The Court considered whether the illegality defence was available to the Defendant in circumstances where MT was ‘insane’ within the meaning of the McNaughten rules. This issue had not been settled in this jurisdiction, having been explicitly left open in Gray v Thames Trains Limited [2009] 1 AC 1339 per Lord Hoffman at [42].

The Defendant argued that although MT was found not guilty by reason of insanity, he was nevertheless guilty of a criminal act [108]. Johnson J held that MT was not to be treated as having committed a criminal act, as those who satisfy the test in the McNaughten rules “are not regarded in law as having committed the act or having any responsibility for the act” [110]. Johnson J determined that central to the availability of the illegality doctrine was the notion of culpability and an awareness on the part of the perpetrator that they were acting unlawfully [111 -115]. Therefore, the illegality defence was not open to the Defendant in this case.

KT’s claim

KT brought an HRA claim on the basis that the Defendant, as the Trust responsible for her father’s mental health treatment, knew or ought to have known of a real and immediate risk to her life and failed to take positive steps to protect her pursuant to articles 2 and 3 of the European Convention on Human Rights.
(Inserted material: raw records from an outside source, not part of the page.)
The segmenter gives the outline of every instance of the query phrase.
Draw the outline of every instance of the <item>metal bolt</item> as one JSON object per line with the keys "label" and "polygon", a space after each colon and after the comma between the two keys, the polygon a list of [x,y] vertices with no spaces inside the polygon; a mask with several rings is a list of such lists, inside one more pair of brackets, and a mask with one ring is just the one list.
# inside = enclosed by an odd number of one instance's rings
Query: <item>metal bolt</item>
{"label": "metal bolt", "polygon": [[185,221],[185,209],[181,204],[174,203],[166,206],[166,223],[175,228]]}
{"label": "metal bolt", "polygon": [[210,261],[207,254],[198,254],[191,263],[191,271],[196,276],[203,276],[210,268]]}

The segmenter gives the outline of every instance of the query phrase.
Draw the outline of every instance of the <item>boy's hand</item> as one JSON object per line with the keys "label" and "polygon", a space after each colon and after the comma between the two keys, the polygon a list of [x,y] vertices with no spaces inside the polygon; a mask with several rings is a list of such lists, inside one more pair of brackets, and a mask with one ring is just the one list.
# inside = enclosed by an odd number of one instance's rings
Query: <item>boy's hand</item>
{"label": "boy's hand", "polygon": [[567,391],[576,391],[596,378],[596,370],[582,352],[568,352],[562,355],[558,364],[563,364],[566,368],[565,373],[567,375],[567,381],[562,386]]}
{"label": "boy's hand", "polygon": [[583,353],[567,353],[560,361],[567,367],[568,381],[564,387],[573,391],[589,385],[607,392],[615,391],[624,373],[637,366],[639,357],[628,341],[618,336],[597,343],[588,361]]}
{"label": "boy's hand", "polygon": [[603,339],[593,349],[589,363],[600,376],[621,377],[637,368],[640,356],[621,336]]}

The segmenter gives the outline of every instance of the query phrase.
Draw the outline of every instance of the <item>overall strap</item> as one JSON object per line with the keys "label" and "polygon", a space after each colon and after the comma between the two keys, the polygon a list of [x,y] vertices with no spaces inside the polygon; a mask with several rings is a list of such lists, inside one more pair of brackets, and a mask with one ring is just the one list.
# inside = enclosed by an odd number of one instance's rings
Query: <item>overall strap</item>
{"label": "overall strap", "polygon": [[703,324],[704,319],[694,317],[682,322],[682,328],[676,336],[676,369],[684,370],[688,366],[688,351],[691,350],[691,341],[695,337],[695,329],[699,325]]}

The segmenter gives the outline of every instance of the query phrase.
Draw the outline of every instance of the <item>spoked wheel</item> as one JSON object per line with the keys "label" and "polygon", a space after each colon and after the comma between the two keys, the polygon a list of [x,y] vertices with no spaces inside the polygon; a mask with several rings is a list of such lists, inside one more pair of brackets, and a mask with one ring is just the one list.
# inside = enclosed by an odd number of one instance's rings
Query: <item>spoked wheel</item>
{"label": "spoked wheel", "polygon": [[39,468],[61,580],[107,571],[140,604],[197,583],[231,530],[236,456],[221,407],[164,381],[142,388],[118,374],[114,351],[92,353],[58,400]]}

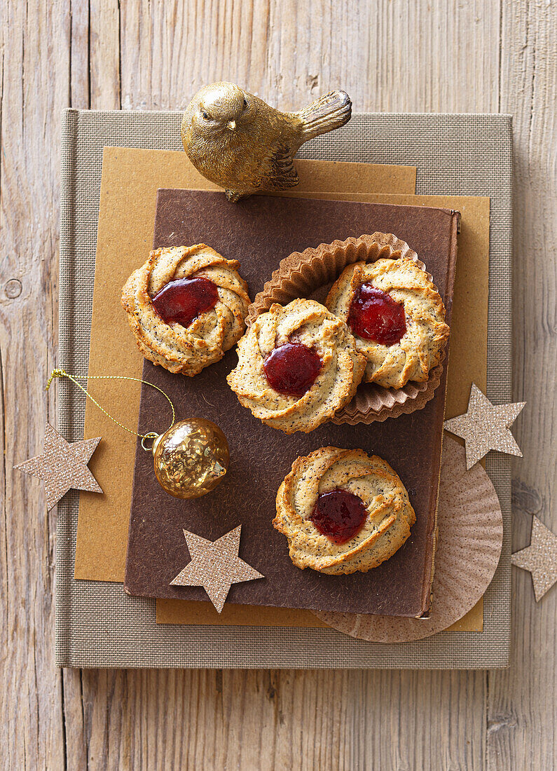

Johnson J held that, in principle, the Osman duty could apply in the context of requiring NHS Trusts to protect third parties against the risk of violence posed by one of its patients [126], in the same way the duty may protect against a risk of suicide (see [34] of Rabone v Pennine Care NHS Foundation Trust [2012] UKSC 2). In his analysis, Johnson J did not accept that a choice must be made between two alternative positive operational duties owed under article 2: a ‘systems’ duty owed by hospitals to protect lives primarily in a clinical setting and a duty to protect against suicide or criminal violence in a protective setting [127-128]. Rather, the two may co-exist.

In the context of KT’s claim, the Court found that the risk to KT’s life was a real and known risk that, once created, was present and continuing, even though the precise way it ultimately materialised could not be predicted [133-135]. The agreed evidence was that without medication MT’s risk of relapse was in the region of 80% [132], which was a known risk to his wife’s life. Johnson J held that KT did not need to be identified as a victim in advance; it was enough that there was a clear risk that she might be caught up in such violence [137].

However, the Court concluded that the Defendant took reasonable steps to avert the risk, such that KT’s HRA claim ultimately failed [144].


The judgment provides useful clarity on the parameters of the doctrine of illegality, and the principles underpinning it. The defence of illegality is not available when the claimant is not culpable for their acts (not guilty by reason of insanity) but is available in cases such as Henderson v Dorset Healthcare University NHS Foundation Trust [2020] UKSC 43 (see Rob Kellar QC’s article here) where a claimant pleads guilty on the grounds of diminished responsibility.

This decision offers insightful comment on the application of the Osman operational duty in the context of clinical negligence claims. The Court took an expansive approach to the duty in a clinical setting, such that it can apply where an NHS Trust knows that a patient poses a real and immediate risk to a third party even in circumstances where such a risk may not materialise for a significant period and where the precise identity of the third party is not known. This case is also an important reminder that when patients have capacity and have firm views on their treatment, those views have an overriding effect on the options of clinicians in a way that is necessarily factored into determinations on breach and causation.